Problem with end-of-line character and .rstrip() in python

46 views Asked by At

I am doing a Python exercise where I have to write a program that randomly generates a password according to the following criteria:

  1. It has to be formed from two randomly chosen words, taken from a huge text file with one word on each line.

  2. Each word must have at least 3 letters and the password must be either 8, 9, or 10 letters in total.

  3. The words are concatenated (with no space) and the first letter of each is capitalised.

My code is below:

# Randomly generate a two-word password from a text file of words, subject to various conditions

from sys import exit
from random import choice

print()

try:
    inf=open("words.txt","r")
except FileNotFoundError:
    print("Error: words.txt not found.")
    print("Quitting...")
    exit()

words=inf.readlines()
for word in words:
    word=word.rstrip()
    word=word.lower()

first=choice(words)
words.remove(first)
second=choice(words)

while len(first)<=2 or len(second)<=2 or len(first)+len(second) not in [8,9,10]:
    first=choice(words)
    words.remove(first)
    second=choice(words)

first=first[0].upper()+first[1:]
second=second[0].upper()+second[1:]
password=first+second

print(password)

Whilst attempting this exercise, I observed that the each of the words in the password seem to have one extra space at the end, and that this is the 'end-of-line' character \n.

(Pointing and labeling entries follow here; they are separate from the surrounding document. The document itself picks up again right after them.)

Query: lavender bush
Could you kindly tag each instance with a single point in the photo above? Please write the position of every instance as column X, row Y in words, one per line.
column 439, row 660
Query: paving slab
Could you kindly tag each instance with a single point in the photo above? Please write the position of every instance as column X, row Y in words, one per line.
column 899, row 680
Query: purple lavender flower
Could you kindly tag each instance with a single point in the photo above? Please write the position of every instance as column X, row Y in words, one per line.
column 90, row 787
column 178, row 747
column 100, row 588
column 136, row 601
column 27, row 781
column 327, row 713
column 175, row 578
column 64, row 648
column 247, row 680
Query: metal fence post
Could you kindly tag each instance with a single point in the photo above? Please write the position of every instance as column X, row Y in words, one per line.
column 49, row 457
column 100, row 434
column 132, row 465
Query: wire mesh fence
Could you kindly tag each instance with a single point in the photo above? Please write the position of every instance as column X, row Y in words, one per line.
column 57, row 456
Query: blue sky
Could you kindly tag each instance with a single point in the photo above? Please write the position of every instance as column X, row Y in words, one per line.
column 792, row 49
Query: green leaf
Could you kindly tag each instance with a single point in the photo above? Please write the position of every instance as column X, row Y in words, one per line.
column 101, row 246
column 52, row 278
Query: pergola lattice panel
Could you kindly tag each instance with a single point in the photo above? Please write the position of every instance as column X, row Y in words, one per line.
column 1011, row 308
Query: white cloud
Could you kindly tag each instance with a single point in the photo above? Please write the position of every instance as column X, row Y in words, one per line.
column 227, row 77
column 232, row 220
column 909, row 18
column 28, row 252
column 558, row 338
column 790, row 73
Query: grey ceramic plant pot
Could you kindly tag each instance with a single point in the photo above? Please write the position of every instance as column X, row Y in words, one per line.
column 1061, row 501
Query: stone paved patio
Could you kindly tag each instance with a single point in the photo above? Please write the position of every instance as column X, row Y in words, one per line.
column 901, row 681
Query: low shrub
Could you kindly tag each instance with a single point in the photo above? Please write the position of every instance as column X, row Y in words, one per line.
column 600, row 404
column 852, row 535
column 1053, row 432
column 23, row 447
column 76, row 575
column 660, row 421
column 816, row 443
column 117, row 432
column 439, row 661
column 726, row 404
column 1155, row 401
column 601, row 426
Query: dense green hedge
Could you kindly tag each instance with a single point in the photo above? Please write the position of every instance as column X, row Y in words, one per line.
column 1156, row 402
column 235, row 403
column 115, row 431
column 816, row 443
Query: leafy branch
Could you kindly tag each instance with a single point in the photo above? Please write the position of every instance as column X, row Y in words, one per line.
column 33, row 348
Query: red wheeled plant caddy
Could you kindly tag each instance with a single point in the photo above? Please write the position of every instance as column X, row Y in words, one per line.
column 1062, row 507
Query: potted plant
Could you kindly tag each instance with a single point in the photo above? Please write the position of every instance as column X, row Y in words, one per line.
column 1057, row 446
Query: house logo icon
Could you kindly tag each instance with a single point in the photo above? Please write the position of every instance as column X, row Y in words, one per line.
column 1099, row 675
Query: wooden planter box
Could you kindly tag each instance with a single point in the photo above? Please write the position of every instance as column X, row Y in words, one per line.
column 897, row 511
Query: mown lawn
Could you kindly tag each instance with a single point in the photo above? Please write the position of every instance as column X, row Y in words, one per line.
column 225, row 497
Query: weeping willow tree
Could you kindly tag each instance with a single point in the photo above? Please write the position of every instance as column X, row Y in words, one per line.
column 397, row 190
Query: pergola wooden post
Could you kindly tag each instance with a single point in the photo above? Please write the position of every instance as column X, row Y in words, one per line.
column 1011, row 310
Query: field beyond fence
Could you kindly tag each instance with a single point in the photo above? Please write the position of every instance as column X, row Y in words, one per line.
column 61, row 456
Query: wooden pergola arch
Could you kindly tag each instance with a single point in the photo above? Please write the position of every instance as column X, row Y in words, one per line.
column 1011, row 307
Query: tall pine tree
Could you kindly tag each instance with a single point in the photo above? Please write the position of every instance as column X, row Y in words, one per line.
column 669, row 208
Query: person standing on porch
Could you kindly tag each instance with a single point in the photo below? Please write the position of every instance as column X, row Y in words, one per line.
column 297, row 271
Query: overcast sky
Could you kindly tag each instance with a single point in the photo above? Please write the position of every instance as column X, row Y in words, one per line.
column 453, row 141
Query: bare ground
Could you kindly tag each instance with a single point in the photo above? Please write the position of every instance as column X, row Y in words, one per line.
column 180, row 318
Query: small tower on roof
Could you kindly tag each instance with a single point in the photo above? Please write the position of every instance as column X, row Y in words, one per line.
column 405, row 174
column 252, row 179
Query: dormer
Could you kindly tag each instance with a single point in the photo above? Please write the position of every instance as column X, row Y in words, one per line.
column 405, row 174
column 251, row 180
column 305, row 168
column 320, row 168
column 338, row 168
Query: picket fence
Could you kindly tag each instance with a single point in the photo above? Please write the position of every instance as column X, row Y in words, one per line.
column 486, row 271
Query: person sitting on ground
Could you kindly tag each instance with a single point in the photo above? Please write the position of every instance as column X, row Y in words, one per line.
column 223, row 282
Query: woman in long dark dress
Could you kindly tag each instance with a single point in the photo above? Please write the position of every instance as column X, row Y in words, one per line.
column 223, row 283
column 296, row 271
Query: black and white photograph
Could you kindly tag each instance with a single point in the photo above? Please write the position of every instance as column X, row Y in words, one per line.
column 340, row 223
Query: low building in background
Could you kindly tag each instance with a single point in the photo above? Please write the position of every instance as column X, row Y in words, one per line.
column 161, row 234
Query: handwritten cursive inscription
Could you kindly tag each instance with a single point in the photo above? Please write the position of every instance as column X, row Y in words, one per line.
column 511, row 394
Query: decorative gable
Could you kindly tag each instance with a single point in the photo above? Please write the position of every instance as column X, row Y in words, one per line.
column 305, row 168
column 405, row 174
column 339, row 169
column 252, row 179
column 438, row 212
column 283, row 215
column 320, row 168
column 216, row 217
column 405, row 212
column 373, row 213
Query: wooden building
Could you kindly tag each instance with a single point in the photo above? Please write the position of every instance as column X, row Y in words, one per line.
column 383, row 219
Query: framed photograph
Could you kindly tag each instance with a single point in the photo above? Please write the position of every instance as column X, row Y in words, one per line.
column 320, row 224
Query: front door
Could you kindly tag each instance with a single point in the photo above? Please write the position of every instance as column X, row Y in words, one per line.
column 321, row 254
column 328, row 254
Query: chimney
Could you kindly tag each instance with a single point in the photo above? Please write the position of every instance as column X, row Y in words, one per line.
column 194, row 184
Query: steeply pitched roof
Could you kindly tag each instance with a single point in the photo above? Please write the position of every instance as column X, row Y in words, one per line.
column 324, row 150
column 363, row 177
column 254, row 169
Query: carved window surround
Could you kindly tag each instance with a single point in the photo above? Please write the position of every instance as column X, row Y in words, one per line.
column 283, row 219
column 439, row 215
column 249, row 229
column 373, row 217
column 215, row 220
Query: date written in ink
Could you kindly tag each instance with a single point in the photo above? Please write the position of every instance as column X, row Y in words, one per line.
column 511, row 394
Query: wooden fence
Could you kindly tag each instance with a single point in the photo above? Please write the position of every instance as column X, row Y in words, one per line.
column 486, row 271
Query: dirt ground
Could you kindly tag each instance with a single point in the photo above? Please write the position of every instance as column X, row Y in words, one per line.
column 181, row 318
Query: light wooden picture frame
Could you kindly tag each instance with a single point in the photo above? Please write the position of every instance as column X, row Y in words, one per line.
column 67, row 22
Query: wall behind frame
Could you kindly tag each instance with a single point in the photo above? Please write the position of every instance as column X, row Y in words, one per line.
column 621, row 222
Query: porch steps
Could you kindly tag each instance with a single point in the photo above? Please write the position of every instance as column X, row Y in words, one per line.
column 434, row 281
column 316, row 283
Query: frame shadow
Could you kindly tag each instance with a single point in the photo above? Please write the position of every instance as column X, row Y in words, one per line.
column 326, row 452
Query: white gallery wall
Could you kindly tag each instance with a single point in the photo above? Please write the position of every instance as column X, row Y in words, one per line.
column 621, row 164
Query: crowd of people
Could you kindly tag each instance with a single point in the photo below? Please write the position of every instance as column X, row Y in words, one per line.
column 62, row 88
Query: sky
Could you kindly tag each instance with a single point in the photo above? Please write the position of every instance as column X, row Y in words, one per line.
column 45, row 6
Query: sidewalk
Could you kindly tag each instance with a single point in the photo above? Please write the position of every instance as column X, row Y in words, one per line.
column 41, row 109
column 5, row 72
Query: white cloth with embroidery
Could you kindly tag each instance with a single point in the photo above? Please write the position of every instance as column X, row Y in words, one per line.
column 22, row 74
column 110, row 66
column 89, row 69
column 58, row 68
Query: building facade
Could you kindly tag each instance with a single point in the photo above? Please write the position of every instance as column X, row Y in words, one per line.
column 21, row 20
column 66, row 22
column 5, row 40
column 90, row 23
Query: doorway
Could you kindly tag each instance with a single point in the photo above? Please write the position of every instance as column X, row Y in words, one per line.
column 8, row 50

However, I have included the line word=word.rstrip() and have read that this should remove all spaces, tabs and end-of-line characters. Yet the variables first and second both still have '\n' at the end even though they are randomly chosen from the list words, with .rstrip() applied. What is going on here? I'm sure I've missed something.

2

There are 2 answers

0
manelcosio On BEST ANSWER
words=inf.readlines()
for word in words:
    word=word.rstrip()
    word=word.lower()

The issue is that you are modifying the variable word but not the list words within the loop i quoted above A simple solution in my opinion would be to do a list comprehension words = [word.rstrip().lower() for word in words] This way your new list would be stripped without any whitespace

0
SIGHUP On

One of the simplest ways to consume a line oriented file without trailing whitespace is with map()

In order to fulfil the output criteria, you have a while loop that could, theoretically, run forever depending on the file's contents.

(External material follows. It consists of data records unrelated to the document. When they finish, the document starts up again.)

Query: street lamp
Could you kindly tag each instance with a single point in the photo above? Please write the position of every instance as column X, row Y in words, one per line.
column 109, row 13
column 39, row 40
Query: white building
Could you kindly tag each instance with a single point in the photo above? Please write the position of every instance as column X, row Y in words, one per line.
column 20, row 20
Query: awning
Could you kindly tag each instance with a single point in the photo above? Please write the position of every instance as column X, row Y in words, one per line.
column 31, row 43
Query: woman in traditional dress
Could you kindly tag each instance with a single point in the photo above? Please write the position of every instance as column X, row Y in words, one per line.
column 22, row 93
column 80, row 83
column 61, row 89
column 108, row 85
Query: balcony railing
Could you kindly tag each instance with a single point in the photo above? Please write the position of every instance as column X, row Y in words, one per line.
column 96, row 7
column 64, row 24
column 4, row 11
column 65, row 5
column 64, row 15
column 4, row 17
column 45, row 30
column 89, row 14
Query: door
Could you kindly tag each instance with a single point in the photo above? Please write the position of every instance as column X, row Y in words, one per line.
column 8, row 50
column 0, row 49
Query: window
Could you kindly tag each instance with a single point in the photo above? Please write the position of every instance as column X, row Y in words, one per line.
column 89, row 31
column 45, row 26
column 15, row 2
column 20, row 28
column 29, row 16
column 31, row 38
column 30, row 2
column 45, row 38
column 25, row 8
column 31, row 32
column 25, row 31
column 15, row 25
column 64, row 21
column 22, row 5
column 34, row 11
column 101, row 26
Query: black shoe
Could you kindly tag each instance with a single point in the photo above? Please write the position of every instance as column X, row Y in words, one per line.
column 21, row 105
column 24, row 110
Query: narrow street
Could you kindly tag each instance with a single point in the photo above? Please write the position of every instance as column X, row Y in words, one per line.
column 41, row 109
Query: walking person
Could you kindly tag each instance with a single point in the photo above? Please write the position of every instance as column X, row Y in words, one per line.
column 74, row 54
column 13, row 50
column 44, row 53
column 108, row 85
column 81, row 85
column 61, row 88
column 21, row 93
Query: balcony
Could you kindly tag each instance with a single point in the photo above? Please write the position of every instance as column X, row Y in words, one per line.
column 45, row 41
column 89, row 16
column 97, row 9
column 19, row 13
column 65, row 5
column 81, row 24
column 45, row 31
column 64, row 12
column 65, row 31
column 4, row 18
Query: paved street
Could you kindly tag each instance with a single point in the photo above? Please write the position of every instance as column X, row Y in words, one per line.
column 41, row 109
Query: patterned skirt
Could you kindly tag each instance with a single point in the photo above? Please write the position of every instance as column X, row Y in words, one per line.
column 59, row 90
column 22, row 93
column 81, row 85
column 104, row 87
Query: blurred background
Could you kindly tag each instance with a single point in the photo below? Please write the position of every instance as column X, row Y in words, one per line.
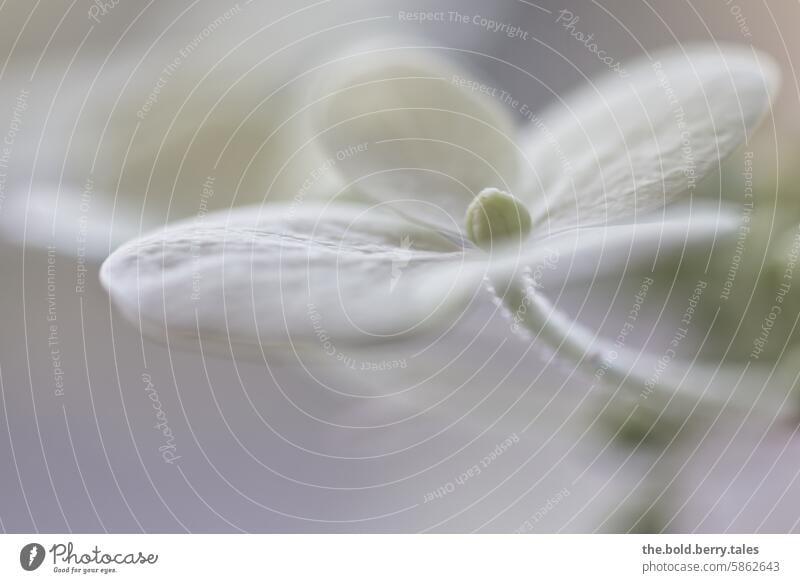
column 102, row 430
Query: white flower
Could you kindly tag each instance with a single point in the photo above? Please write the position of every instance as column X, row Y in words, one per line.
column 407, row 140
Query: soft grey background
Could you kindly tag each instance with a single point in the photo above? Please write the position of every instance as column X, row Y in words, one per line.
column 263, row 446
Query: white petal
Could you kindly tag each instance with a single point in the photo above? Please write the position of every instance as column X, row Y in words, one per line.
column 625, row 146
column 393, row 117
column 277, row 275
column 578, row 255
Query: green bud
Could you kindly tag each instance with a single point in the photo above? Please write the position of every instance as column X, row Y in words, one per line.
column 495, row 217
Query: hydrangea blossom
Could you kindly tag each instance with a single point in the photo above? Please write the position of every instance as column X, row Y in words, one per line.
column 406, row 145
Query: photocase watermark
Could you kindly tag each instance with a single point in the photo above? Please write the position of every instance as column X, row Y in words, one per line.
column 687, row 152
column 177, row 60
column 168, row 450
column 316, row 175
column 491, row 25
column 329, row 348
column 680, row 334
column 739, row 17
column 533, row 279
column 760, row 343
column 84, row 206
column 543, row 511
column 473, row 471
column 744, row 228
column 101, row 8
column 627, row 327
column 568, row 20
column 53, row 341
column 206, row 194
column 523, row 109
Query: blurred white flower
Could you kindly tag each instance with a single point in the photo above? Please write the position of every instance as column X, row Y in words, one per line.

A better approach is to build a dictionary keyed on word length and with each associated value a list of words of that length. This obviates the need for the inner loop making it more reliable and, almost certainly, faster.

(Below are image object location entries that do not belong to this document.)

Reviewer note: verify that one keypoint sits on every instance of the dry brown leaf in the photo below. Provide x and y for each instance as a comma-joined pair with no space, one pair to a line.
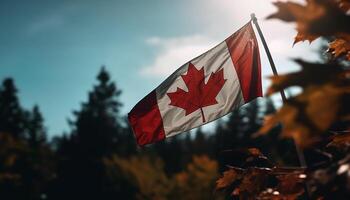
315,18
326,89
307,76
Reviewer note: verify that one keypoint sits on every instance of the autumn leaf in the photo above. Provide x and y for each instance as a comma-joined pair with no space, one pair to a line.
322,103
315,18
227,179
340,140
340,47
200,94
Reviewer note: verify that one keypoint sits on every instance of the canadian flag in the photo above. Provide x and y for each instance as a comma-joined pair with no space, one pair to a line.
202,90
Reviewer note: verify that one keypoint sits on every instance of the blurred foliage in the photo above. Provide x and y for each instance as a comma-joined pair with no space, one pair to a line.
253,148
317,119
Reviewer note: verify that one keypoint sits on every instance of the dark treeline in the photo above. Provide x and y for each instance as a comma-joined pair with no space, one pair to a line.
99,159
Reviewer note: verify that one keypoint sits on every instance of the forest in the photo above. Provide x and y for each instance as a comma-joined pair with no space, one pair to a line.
251,154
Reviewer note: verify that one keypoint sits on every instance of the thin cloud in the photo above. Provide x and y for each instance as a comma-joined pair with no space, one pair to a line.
174,52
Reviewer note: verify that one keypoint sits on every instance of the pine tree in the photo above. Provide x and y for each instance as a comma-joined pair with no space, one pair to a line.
96,133
36,129
97,130
11,114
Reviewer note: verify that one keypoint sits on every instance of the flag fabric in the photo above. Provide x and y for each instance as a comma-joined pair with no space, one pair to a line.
202,90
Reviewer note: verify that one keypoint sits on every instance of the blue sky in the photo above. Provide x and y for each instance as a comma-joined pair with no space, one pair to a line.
54,49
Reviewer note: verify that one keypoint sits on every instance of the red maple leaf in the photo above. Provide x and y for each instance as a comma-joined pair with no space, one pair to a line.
200,94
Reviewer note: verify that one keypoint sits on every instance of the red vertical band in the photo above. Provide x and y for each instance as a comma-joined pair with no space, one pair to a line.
146,121
245,56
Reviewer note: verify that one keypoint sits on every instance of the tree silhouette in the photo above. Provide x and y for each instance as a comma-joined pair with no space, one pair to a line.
11,115
96,133
35,128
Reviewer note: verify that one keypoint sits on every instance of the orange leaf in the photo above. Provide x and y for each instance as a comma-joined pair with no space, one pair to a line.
228,178
340,47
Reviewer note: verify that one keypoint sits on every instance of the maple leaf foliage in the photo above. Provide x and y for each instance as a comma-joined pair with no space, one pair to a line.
260,182
200,94
321,104
319,18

from random import randint, choice
from collections import defaultdict

WORDSFILE = "words.txt"

db = defaultdict(list)

with open(WORDSFILE) as words:
    # load the dictionary with words of length 3 to 7
    for word in map(str.rstrip, words):
        lw = len(word)
        if 3 <= lw <= 7:
            db[lw].append(word)
    for k, v in db.items():
        db[k] = list(set(v))
        if len(db[k]) < 2:
            raise Exception("There must be at least 2 unique words of each length")
    # choose the total length
    full_length = randint(8, 10)
    # choose a length for the first word
    first_len = randint(3, full_length-3)
    # calculate length of second word
    second_len = full_length - first_len
    # random choice of the first word
    first_word = choice(db[first_len])
    # ensure that the chosen word cannot be duplicated
    if first_len == second_len:
        db[first_len].remove(first_word)
    # random choice of the second word
    second_word = choice(db[second_len])
    password = first_word.capitalize() + second_word.capitalize()
    print(password)